6. Te Deum laudamus! Sale questa sera dal nostro cuore riconoscente questo canto di lode e di ringraziamento. Ringraziamento per i benefici ricevuti, per i traguardi apostolici conseguiti, per il bene realizzato. Vorrei rendere grazie, in modo speciale, per le trecento parrocchie della nostra Città che ho potuto sinora visitare. Chiedo a Dio la forza di proseguire, sino a quando Egli vorrà, nel servizio fedele alla Chiesa di Roma e al mondo intero.
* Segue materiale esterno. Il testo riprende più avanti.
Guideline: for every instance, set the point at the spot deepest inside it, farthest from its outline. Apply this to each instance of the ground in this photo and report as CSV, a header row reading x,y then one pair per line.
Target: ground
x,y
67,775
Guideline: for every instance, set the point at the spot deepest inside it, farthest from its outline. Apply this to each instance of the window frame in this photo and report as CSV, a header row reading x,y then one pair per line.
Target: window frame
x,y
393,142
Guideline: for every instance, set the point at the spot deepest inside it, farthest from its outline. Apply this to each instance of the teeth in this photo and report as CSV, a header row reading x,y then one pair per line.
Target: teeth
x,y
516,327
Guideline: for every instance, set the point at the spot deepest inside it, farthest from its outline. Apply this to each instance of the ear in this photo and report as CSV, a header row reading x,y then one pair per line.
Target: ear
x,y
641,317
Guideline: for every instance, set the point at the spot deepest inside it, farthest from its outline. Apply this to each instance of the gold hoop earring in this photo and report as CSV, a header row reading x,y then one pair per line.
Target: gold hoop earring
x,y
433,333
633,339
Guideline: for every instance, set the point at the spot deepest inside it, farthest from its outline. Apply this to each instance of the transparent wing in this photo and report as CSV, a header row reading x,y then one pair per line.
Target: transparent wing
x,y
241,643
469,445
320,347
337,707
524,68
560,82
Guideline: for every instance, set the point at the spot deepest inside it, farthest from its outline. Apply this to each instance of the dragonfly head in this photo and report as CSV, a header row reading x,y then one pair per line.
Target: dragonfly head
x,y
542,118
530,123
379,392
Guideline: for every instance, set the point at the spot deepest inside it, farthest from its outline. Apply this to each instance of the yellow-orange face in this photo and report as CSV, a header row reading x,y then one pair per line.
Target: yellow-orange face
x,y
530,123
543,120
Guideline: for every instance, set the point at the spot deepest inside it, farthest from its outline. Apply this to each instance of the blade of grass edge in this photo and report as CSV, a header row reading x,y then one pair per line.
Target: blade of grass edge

Al termine di un anno, tuttavia, carissimi Fratelli e Sorelle, è particolarmente doveroso prendere coscienza anche delle proprie fragilità e dei momenti in cui non si è stati pienamente fedeli all’amore di Dio. Per le nostre mancanze e omissioni chiediamo perdono al Signore: Miserere nostri, Domine, miserere nostri. Continuiamo ad abbandonarci con fiducia alla bontà del Signore. Egli non mancherà di usarci misericordia, e di aiutarci a proseguire nel nostro impegno apostolico.
7. In Te, Domine, speravi: non confundar in aeternum! Ci affidiamo e ci abbandoniamo nelle tue mani, Signore del tempo e dell’eternità. Tu sei la nostra speranza: la speranza di Roma e del mondo; il sostegno dei deboli e il conforto degli smarriti, la gioia e la pace di chi Ti accoglie e Ti ama.
Mentre termina quest’anno e già lo sguardo si proietta su quello nuovo, il cuore si abbandona fiducioso ai tuoi misteriosi disegni di salvezza.
Fiat misericordia tua, Domine, super nos, quaemadmodum speravimus in Te.
Sia sempre con noi la tua misericordia: in Te abbiamo sperato. In Te solamente speriamo, o Cristo, Figlio della Vergine Maria, tua e nostra tenera Madre.